Justice internationale
La CPI enquête sur des crimes sexuels en Centrafrique
(Photo : AFP)
Pour Luis Moreno Ocampo, «les allégations de crimes sexuels sont précises et étayées. Les renseignements dont nous disposons laissent à penser que des viols ont été commis en des proportions telles qu’il est impossible de les ignorer au regard du droit international». Notifiée aux autorités centrafricaines le 10 mai, cette première enquête portera sur les crimes commis en octobre et novembre 2002 et février et mars 2003, période où les meurtres, pillages et les violences sexuelles ont atteint «un pic». La tentative de coup d’Etat, conduite en octobre 2002, par les rebelles de François Bozizé avait plongé Bangui et sa province dans la violence jusqu’en mars. Moment où le général Bozizé s’emparait enfin de la présidence après avoir déchu du titre Ange-Felix Patassé dont les troupes étaient renforcées par les mercenaires du congolais Jean-Pierre Bemba et du tchadien Abdoulaye Miskine.

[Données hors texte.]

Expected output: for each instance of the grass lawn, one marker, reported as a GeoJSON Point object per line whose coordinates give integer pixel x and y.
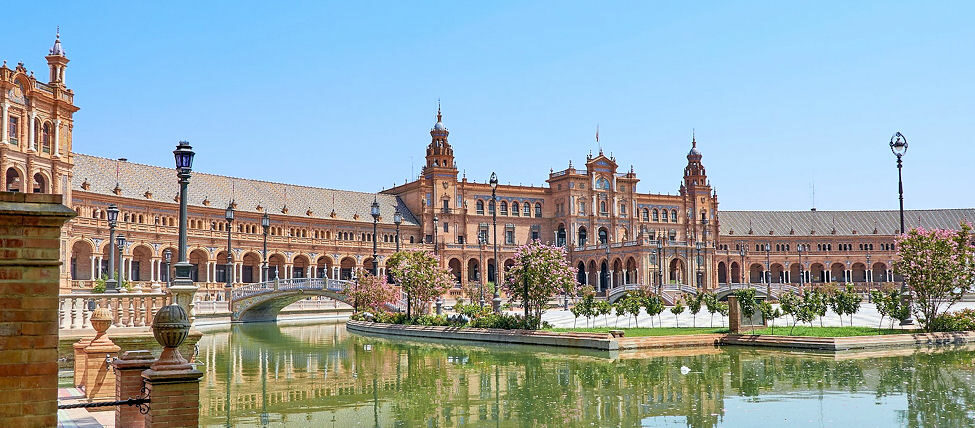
{"type": "Point", "coordinates": [829, 331]}
{"type": "Point", "coordinates": [641, 332]}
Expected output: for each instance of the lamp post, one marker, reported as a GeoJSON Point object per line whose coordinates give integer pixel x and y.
{"type": "Point", "coordinates": [183, 288]}
{"type": "Point", "coordinates": [265, 224]}
{"type": "Point", "coordinates": [375, 224]}
{"type": "Point", "coordinates": [898, 145]}
{"type": "Point", "coordinates": [700, 274]}
{"type": "Point", "coordinates": [110, 283]}
{"type": "Point", "coordinates": [120, 243]}
{"type": "Point", "coordinates": [168, 256]}
{"type": "Point", "coordinates": [228, 271]}
{"type": "Point", "coordinates": [496, 301]}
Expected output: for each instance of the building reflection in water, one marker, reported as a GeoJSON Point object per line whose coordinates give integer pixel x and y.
{"type": "Point", "coordinates": [270, 375]}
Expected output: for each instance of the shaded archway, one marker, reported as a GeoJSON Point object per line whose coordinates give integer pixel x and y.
{"type": "Point", "coordinates": [81, 260]}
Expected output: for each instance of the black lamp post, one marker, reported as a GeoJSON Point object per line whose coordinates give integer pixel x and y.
{"type": "Point", "coordinates": [898, 145]}
{"type": "Point", "coordinates": [111, 283]}
{"type": "Point", "coordinates": [375, 224]}
{"type": "Point", "coordinates": [397, 220]}
{"type": "Point", "coordinates": [168, 256]}
{"type": "Point", "coordinates": [496, 301]}
{"type": "Point", "coordinates": [266, 225]}
{"type": "Point", "coordinates": [228, 271]}
{"type": "Point", "coordinates": [120, 243]}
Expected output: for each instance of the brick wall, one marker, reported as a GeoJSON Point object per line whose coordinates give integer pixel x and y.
{"type": "Point", "coordinates": [30, 228]}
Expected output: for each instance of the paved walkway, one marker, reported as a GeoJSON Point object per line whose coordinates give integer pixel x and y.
{"type": "Point", "coordinates": [867, 316]}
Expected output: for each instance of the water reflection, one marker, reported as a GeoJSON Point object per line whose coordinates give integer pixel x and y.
{"type": "Point", "coordinates": [320, 375]}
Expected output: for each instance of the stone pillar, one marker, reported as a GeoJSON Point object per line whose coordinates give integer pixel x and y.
{"type": "Point", "coordinates": [171, 382]}
{"type": "Point", "coordinates": [128, 384]}
{"type": "Point", "coordinates": [99, 378]}
{"type": "Point", "coordinates": [30, 228]}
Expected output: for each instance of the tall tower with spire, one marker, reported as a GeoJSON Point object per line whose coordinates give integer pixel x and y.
{"type": "Point", "coordinates": [57, 61]}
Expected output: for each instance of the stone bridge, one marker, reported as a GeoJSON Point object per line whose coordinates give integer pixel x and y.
{"type": "Point", "coordinates": [262, 301]}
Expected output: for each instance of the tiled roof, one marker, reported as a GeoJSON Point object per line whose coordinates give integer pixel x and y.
{"type": "Point", "coordinates": [136, 179]}
{"type": "Point", "coordinates": [806, 223]}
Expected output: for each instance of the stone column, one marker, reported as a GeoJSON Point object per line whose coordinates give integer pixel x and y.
{"type": "Point", "coordinates": [128, 384]}
{"type": "Point", "coordinates": [30, 228]}
{"type": "Point", "coordinates": [99, 378]}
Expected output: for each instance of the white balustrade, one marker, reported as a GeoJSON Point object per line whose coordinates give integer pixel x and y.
{"type": "Point", "coordinates": [127, 309]}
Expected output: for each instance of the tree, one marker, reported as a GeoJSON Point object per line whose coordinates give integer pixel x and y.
{"type": "Point", "coordinates": [939, 267]}
{"type": "Point", "coordinates": [694, 306]}
{"type": "Point", "coordinates": [540, 272]}
{"type": "Point", "coordinates": [372, 292]}
{"type": "Point", "coordinates": [678, 309]}
{"type": "Point", "coordinates": [420, 276]}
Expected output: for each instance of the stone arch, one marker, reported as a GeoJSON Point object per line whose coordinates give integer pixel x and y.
{"type": "Point", "coordinates": [198, 257]}
{"type": "Point", "coordinates": [275, 266]}
{"type": "Point", "coordinates": [817, 273]}
{"type": "Point", "coordinates": [324, 265]}
{"type": "Point", "coordinates": [677, 272]}
{"type": "Point", "coordinates": [250, 270]}
{"type": "Point", "coordinates": [836, 272]}
{"type": "Point", "coordinates": [141, 263]}
{"type": "Point", "coordinates": [755, 273]}
{"type": "Point", "coordinates": [473, 269]}
{"type": "Point", "coordinates": [778, 273]}
{"type": "Point", "coordinates": [82, 251]}
{"type": "Point", "coordinates": [455, 269]}
{"type": "Point", "coordinates": [859, 272]}
{"type": "Point", "coordinates": [14, 179]}
{"type": "Point", "coordinates": [346, 267]}
{"type": "Point", "coordinates": [299, 266]}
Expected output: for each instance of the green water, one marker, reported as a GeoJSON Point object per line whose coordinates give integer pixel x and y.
{"type": "Point", "coordinates": [322, 376]}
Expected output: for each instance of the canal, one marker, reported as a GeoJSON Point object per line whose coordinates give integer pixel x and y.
{"type": "Point", "coordinates": [320, 375]}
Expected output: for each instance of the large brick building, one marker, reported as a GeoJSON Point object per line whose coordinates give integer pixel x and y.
{"type": "Point", "coordinates": [613, 233]}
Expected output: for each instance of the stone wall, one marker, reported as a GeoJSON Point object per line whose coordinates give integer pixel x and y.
{"type": "Point", "coordinates": [30, 229]}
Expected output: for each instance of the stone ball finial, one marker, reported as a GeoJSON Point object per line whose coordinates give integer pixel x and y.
{"type": "Point", "coordinates": [170, 326]}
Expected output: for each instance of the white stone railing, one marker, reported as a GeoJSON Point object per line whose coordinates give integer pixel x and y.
{"type": "Point", "coordinates": [128, 309]}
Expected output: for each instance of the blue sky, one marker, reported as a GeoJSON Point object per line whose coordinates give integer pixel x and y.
{"type": "Point", "coordinates": [342, 95]}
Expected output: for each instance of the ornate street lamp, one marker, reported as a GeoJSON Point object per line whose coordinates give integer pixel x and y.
{"type": "Point", "coordinates": [266, 225]}
{"type": "Point", "coordinates": [183, 289]}
{"type": "Point", "coordinates": [898, 145]}
{"type": "Point", "coordinates": [496, 301]}
{"type": "Point", "coordinates": [229, 270]}
{"type": "Point", "coordinates": [397, 220]}
{"type": "Point", "coordinates": [110, 283]}
{"type": "Point", "coordinates": [375, 224]}
{"type": "Point", "coordinates": [120, 243]}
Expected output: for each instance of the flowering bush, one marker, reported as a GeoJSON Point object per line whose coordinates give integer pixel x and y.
{"type": "Point", "coordinates": [372, 293]}
{"type": "Point", "coordinates": [938, 266]}
{"type": "Point", "coordinates": [539, 273]}
{"type": "Point", "coordinates": [420, 276]}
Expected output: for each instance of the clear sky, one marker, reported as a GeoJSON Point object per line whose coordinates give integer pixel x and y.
{"type": "Point", "coordinates": [342, 95]}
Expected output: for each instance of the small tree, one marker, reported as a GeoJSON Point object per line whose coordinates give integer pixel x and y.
{"type": "Point", "coordinates": [372, 292]}
{"type": "Point", "coordinates": [420, 276]}
{"type": "Point", "coordinates": [678, 309]}
{"type": "Point", "coordinates": [540, 272]}
{"type": "Point", "coordinates": [694, 306]}
{"type": "Point", "coordinates": [939, 267]}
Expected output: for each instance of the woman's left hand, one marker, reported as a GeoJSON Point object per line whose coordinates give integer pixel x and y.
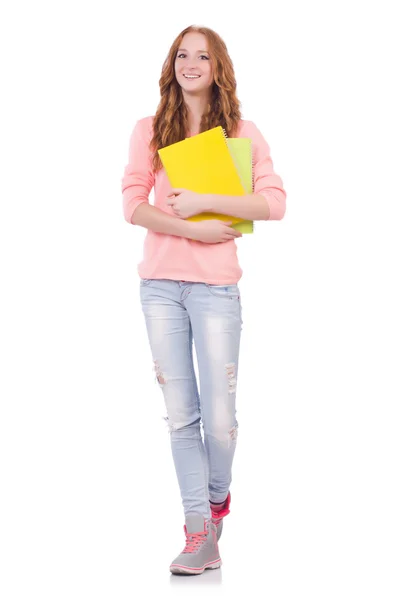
{"type": "Point", "coordinates": [186, 203]}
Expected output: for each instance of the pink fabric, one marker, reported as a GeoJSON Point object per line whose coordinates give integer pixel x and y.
{"type": "Point", "coordinates": [172, 257]}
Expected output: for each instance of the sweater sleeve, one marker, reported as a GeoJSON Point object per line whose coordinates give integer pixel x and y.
{"type": "Point", "coordinates": [138, 179]}
{"type": "Point", "coordinates": [266, 182]}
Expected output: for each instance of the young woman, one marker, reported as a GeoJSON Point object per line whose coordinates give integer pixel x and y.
{"type": "Point", "coordinates": [189, 279]}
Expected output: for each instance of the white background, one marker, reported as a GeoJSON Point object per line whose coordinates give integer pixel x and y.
{"type": "Point", "coordinates": [90, 506]}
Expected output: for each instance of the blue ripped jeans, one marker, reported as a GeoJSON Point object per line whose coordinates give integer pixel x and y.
{"type": "Point", "coordinates": [176, 312]}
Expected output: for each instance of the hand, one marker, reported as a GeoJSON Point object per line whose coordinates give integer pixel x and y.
{"type": "Point", "coordinates": [213, 231]}
{"type": "Point", "coordinates": [186, 203]}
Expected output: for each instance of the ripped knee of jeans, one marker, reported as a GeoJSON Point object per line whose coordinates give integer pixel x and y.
{"type": "Point", "coordinates": [233, 432]}
{"type": "Point", "coordinates": [160, 376]}
{"type": "Point", "coordinates": [231, 375]}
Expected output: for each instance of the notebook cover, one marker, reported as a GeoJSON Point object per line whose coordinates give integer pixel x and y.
{"type": "Point", "coordinates": [241, 151]}
{"type": "Point", "coordinates": [203, 164]}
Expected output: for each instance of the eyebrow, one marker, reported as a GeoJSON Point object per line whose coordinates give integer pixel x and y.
{"type": "Point", "coordinates": [184, 50]}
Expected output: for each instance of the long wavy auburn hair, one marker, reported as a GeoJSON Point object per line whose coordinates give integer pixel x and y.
{"type": "Point", "coordinates": [170, 123]}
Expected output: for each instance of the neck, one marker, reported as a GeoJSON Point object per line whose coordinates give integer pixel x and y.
{"type": "Point", "coordinates": [196, 107]}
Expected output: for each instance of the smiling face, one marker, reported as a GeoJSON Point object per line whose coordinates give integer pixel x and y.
{"type": "Point", "coordinates": [193, 64]}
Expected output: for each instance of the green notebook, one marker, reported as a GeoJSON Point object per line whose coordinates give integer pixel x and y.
{"type": "Point", "coordinates": [241, 151]}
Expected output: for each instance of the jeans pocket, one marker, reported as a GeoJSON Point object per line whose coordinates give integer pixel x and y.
{"type": "Point", "coordinates": [224, 291]}
{"type": "Point", "coordinates": [145, 281]}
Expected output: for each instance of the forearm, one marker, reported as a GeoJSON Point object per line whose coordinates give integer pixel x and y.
{"type": "Point", "coordinates": [252, 207]}
{"type": "Point", "coordinates": [158, 221]}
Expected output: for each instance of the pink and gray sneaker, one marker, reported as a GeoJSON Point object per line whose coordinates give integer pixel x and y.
{"type": "Point", "coordinates": [218, 511]}
{"type": "Point", "coordinates": [201, 550]}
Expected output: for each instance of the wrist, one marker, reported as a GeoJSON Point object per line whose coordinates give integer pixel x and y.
{"type": "Point", "coordinates": [208, 202]}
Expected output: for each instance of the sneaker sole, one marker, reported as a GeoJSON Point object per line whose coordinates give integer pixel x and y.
{"type": "Point", "coordinates": [174, 568]}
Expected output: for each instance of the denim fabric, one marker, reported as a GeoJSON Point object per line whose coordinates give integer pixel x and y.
{"type": "Point", "coordinates": [176, 312]}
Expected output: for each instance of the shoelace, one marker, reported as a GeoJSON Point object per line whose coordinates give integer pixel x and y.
{"type": "Point", "coordinates": [194, 541]}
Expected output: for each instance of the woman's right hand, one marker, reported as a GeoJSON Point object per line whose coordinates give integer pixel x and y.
{"type": "Point", "coordinates": [212, 231]}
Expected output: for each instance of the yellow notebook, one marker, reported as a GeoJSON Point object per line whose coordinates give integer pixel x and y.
{"type": "Point", "coordinates": [203, 164]}
{"type": "Point", "coordinates": [241, 151]}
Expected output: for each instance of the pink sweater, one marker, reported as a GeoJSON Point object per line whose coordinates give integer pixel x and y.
{"type": "Point", "coordinates": [178, 258]}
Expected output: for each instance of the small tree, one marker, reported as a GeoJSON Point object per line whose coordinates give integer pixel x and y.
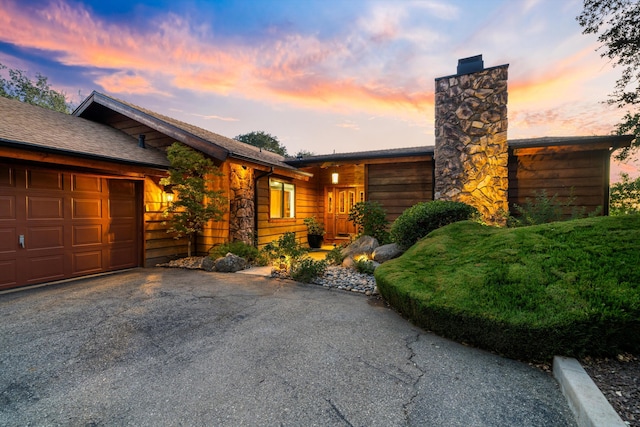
{"type": "Point", "coordinates": [263, 140]}
{"type": "Point", "coordinates": [19, 86]}
{"type": "Point", "coordinates": [625, 196]}
{"type": "Point", "coordinates": [196, 204]}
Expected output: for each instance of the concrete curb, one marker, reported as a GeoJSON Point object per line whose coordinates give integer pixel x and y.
{"type": "Point", "coordinates": [587, 402]}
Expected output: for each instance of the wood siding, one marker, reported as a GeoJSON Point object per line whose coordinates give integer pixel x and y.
{"type": "Point", "coordinates": [399, 186]}
{"type": "Point", "coordinates": [583, 175]}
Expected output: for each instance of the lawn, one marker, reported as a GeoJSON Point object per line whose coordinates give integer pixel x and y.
{"type": "Point", "coordinates": [569, 288]}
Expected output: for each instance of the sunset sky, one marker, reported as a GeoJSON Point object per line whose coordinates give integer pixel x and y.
{"type": "Point", "coordinates": [322, 76]}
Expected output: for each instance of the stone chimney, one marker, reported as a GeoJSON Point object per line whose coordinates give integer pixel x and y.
{"type": "Point", "coordinates": [471, 153]}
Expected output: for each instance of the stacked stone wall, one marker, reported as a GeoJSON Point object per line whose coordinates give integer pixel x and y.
{"type": "Point", "coordinates": [471, 152]}
{"type": "Point", "coordinates": [241, 204]}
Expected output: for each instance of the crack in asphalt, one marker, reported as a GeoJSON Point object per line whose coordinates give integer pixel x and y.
{"type": "Point", "coordinates": [409, 341]}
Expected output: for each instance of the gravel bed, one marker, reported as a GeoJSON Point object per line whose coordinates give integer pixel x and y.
{"type": "Point", "coordinates": [619, 380]}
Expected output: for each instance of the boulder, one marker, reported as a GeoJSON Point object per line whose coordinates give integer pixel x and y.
{"type": "Point", "coordinates": [365, 245]}
{"type": "Point", "coordinates": [230, 263]}
{"type": "Point", "coordinates": [386, 252]}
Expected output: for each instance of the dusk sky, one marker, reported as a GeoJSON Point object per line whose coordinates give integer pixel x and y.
{"type": "Point", "coordinates": [322, 76]}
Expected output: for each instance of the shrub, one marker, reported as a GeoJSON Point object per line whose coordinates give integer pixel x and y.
{"type": "Point", "coordinates": [248, 252]}
{"type": "Point", "coordinates": [286, 249]}
{"type": "Point", "coordinates": [307, 269]}
{"type": "Point", "coordinates": [334, 256]}
{"type": "Point", "coordinates": [364, 266]}
{"type": "Point", "coordinates": [543, 209]}
{"type": "Point", "coordinates": [371, 219]}
{"type": "Point", "coordinates": [421, 219]}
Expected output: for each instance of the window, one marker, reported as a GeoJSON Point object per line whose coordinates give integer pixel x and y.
{"type": "Point", "coordinates": [282, 198]}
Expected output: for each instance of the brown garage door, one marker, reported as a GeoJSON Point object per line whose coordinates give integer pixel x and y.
{"type": "Point", "coordinates": [57, 225]}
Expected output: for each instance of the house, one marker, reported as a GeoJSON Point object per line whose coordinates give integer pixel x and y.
{"type": "Point", "coordinates": [80, 194]}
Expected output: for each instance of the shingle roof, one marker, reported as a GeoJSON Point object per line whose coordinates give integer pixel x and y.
{"type": "Point", "coordinates": [220, 146]}
{"type": "Point", "coordinates": [39, 128]}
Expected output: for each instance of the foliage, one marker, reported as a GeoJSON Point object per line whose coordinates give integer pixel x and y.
{"type": "Point", "coordinates": [314, 226]}
{"type": "Point", "coordinates": [616, 23]}
{"type": "Point", "coordinates": [307, 269]}
{"type": "Point", "coordinates": [286, 249]}
{"type": "Point", "coordinates": [196, 204]}
{"type": "Point", "coordinates": [19, 86]}
{"type": "Point", "coordinates": [371, 219]}
{"type": "Point", "coordinates": [625, 196]}
{"type": "Point", "coordinates": [239, 248]}
{"type": "Point", "coordinates": [543, 209]}
{"type": "Point", "coordinates": [421, 219]}
{"type": "Point", "coordinates": [570, 288]}
{"type": "Point", "coordinates": [334, 256]}
{"type": "Point", "coordinates": [364, 266]}
{"type": "Point", "coordinates": [263, 140]}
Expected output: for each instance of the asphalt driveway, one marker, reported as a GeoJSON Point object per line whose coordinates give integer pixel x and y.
{"type": "Point", "coordinates": [154, 347]}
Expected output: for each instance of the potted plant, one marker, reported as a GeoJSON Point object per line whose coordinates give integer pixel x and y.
{"type": "Point", "coordinates": [315, 232]}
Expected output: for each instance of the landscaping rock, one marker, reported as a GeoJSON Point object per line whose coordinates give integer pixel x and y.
{"type": "Point", "coordinates": [230, 263]}
{"type": "Point", "coordinates": [386, 252]}
{"type": "Point", "coordinates": [191, 263]}
{"type": "Point", "coordinates": [363, 246]}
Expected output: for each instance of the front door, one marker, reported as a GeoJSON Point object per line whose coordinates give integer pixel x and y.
{"type": "Point", "coordinates": [339, 201]}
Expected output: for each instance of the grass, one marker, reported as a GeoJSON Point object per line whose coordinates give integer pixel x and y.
{"type": "Point", "coordinates": [569, 288]}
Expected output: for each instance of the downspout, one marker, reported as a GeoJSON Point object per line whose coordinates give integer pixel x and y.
{"type": "Point", "coordinates": [255, 203]}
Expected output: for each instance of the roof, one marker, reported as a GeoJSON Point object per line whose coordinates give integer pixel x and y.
{"type": "Point", "coordinates": [213, 144]}
{"type": "Point", "coordinates": [610, 141]}
{"type": "Point", "coordinates": [37, 128]}
{"type": "Point", "coordinates": [363, 155]}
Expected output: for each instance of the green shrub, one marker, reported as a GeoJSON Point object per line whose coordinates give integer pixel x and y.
{"type": "Point", "coordinates": [364, 266]}
{"type": "Point", "coordinates": [570, 288]}
{"type": "Point", "coordinates": [543, 209]}
{"type": "Point", "coordinates": [285, 250]}
{"type": "Point", "coordinates": [241, 249]}
{"type": "Point", "coordinates": [421, 219]}
{"type": "Point", "coordinates": [371, 220]}
{"type": "Point", "coordinates": [307, 269]}
{"type": "Point", "coordinates": [334, 256]}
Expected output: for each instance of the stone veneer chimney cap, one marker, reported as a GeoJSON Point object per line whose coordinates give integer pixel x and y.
{"type": "Point", "coordinates": [470, 65]}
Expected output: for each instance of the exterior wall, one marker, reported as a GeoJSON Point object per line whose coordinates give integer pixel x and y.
{"type": "Point", "coordinates": [581, 175]}
{"type": "Point", "coordinates": [306, 205]}
{"type": "Point", "coordinates": [398, 188]}
{"type": "Point", "coordinates": [471, 152]}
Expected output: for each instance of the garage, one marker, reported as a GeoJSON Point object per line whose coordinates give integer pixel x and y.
{"type": "Point", "coordinates": [57, 224]}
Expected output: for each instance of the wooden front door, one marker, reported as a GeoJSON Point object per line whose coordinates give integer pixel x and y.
{"type": "Point", "coordinates": [339, 201]}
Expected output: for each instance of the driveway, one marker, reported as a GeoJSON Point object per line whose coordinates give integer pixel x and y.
{"type": "Point", "coordinates": [152, 347]}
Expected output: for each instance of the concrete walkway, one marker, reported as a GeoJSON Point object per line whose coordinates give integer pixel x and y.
{"type": "Point", "coordinates": [175, 347]}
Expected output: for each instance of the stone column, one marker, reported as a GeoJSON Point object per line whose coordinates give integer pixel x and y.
{"type": "Point", "coordinates": [241, 204]}
{"type": "Point", "coordinates": [471, 152]}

A la Cour, le responsable des analyses, Xabier Agirre, estime qu’ «il y a une coïncidence claire entre les mouvements militaires sur le terrain et la commission des crimes». L’enquête, prévue sur plusieurs mois, devrait permettre de déterminer les intentions des auteurs des crimes, mais à ce stade, aucun suspect n’est encore visé, dit-on au parquet. Selon les analyses du procureur, effectuées sur la base de plusieurs rapports et d’une mission conduite en novembre 2005, «la violence sexuelle semble ainsi avoir constitué une composante centrale du conflit». «Il est possible, mais ce n’est qu’une hypothèse, nuance, prudent, M. Agirre, que ce soit une forme de rétribution des troupes qui opèrent sans salaire».
Un effet dissuasif
Pour Souhayr Belhassen, présidente de la Fédération internationale des droits de l’homme (FIDH), «il y a entre 1 500 et 2 000 personnes qui ont été victimes de violences sexuelles. Ce sont des femmes, mais aussi des enfants, des vieillards, des hommes. Et lorsqu’une personne est violée, cela atteint des dizaines de personnes. C’est la société toute entière qui est traumatisée». Particulièrement active dans cette affaire, la FIDH avait soumis un premier rapport au procureur dès février 2003, et soutenu la création d’une association de victimes en Centrafrique. La présidente de l’organisation pour la compassion et le développement des familles en détresse, Bernadette Sayo Nzale, victime de menaces, a dû fuir le pays en avril. «La meilleure protection, ce ne sont pas les mesures de type FBI, mais la discrétion et l’anonymat», estime Antoine Bernard, de la FIDH qui espère que «l’enquête aura un effet dissuasif sur la situation actuelle». Mais en ouvrant son enquête, le procureur demeure prudent et a, provisoirement du moins, écarté les crimes commis par les milices qui se battent au nord du pays depuis 2005, même s’il continue «de prêter attention» à ces allégations.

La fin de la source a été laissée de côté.